Mainly, though, we knew him as the sultan of the surreal, the sayer of secret words, minister of the absurd, put-down artist nonpareil:
``I'll meet you tonight under the moon. I can see you now - you and the moon. You wear a necktie so I'll know you.'
``Why don't you bore a hole in yourself and let the sap run out?'
A G-rated mouth and lascivious eyebrows expressed his X-rated ideas:
``I want to register a complaint. Do you know who sneaked into my room at three o'clock this morning? Nobody, and that's my complaint.'
``Ah, Mrs. Rittenhouse! Won't you ... lie down?'
A man of letters.
This to President Truman:
``I don't know if you will remember me, but I am the chap with the black mustache, glasses and increasing baldness who, I hope, convulses you every Thursday night on television.
``I just want to join with the thousands who have written you wishing you a speedy recovery and many happy years as our former living president.
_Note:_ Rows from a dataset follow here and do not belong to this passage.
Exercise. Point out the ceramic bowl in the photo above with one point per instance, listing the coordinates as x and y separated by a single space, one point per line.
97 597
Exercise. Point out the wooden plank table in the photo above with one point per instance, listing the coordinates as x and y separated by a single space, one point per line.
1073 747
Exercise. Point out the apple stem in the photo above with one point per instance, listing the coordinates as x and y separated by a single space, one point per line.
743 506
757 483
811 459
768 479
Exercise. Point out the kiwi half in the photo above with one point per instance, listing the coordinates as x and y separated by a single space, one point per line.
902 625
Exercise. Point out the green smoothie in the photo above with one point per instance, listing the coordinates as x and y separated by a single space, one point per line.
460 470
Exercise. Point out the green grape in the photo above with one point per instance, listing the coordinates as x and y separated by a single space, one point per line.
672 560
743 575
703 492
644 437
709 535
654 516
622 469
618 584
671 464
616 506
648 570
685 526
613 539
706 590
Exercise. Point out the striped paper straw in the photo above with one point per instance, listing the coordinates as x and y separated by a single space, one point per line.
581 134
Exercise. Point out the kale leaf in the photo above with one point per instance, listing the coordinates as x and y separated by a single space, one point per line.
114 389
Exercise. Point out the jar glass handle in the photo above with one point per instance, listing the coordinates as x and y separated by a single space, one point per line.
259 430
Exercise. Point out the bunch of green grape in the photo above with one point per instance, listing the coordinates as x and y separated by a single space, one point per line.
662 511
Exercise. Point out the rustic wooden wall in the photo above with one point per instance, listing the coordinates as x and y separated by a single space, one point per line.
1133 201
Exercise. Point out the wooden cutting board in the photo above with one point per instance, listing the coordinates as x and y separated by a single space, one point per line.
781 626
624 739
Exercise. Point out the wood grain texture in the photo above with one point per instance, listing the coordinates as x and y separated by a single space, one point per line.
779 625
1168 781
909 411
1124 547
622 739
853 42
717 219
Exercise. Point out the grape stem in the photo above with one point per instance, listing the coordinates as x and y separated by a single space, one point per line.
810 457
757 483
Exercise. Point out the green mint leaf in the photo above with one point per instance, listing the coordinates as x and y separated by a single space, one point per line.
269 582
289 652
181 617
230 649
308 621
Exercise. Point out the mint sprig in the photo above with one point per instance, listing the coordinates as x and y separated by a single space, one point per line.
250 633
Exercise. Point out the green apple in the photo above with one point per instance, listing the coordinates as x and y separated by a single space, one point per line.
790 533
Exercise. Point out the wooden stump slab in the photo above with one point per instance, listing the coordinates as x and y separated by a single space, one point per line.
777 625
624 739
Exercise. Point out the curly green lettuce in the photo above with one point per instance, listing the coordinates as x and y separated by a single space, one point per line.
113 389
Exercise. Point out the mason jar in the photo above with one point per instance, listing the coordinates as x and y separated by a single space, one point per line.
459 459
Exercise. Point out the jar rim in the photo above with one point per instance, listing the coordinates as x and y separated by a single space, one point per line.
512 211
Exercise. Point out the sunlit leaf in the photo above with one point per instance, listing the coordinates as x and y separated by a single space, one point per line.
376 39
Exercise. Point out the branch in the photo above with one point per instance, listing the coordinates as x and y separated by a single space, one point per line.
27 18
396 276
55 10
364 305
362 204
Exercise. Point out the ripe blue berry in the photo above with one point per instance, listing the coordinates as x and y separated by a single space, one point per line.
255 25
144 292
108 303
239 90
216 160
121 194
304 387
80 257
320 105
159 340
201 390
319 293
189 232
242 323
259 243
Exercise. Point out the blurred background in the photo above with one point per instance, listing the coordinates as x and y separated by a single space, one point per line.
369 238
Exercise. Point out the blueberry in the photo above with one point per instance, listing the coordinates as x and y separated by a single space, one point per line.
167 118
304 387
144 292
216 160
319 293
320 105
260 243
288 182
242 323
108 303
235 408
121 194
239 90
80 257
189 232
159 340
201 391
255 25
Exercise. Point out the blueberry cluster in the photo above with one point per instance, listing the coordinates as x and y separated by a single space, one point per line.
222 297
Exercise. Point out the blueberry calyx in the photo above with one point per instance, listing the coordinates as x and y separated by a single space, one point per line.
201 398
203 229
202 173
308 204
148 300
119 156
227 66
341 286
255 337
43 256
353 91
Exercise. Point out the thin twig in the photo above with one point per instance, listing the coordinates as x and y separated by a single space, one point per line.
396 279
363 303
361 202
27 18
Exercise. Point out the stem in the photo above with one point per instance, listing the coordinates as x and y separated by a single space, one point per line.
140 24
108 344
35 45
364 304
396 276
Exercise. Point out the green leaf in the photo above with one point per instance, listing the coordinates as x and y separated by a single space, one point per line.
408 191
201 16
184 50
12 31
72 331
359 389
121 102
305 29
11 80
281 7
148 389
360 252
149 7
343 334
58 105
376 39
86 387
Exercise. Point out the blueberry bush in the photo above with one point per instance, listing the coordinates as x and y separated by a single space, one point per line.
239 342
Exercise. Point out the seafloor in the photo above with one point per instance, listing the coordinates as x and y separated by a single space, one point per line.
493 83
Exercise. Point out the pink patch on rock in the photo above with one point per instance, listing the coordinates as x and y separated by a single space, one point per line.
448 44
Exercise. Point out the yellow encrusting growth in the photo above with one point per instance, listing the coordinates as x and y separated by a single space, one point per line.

Oh, I forgot. Hoover is still around.'
By his own account, all this monkey business began in 1905, when at age 15 he answered a classified ad asking for a boy singer for a vaudeville act, paying room and board and $4 a week.
``Look at me,' he would later say, ``I worked my way up from nothing to a state of extreme poverty.'
Somewhere between Grand Rapids and Cripple Creek, mother Minnie decided that her boys should stage their own act. They became the Four Nightingales. By the time the brothers reached the vaudeville stage in New Orleans, such trademarks as the harp and the cigar were already appearing.
Around 1914, he was sitting backstage reading a popular comic strip, ``Sherlocko the Monk.' It featured a wisecracking character named Groucho.
A star was born.
The first film was a long-forgotten silent, ``Humor Risk,' made in 1920. A string of Broadway hits made them stars: ``I'll Say She Is,' ``The Cocoanuts,' featuring an Irving Berlin score, and ``Animal Crackers.'
The four brothers became three, decided to go west to Hollywood, spent nights at the opera and in Casablanca, a day at the races, raided a big store and ended up love happy.
The three brothers became one and - you bet your life! - off he went to radio and an 11-year television run. Where have you gone, George Fenneman?
``Hello, I must be going.
``I cannot stay
``I came to say
``I must be going.'
When he died in 1977, at 87, he left a son, Arthur, daughters Miriam and Melinda, and a weird bevy of characters named Captain Jeffrey Spaulding, Waldorf T. Flywheel, Rufus T. Firefly, Otis B. Driftwood, Quincy Adams Wagstaff and Hugo Z. Hackenbush.
Meanwhile, the rest of us plod along, suffering lesser comedians, content that somewhere he's devising exquisite new insults for rich, dumb, innocent Margaret Dumont.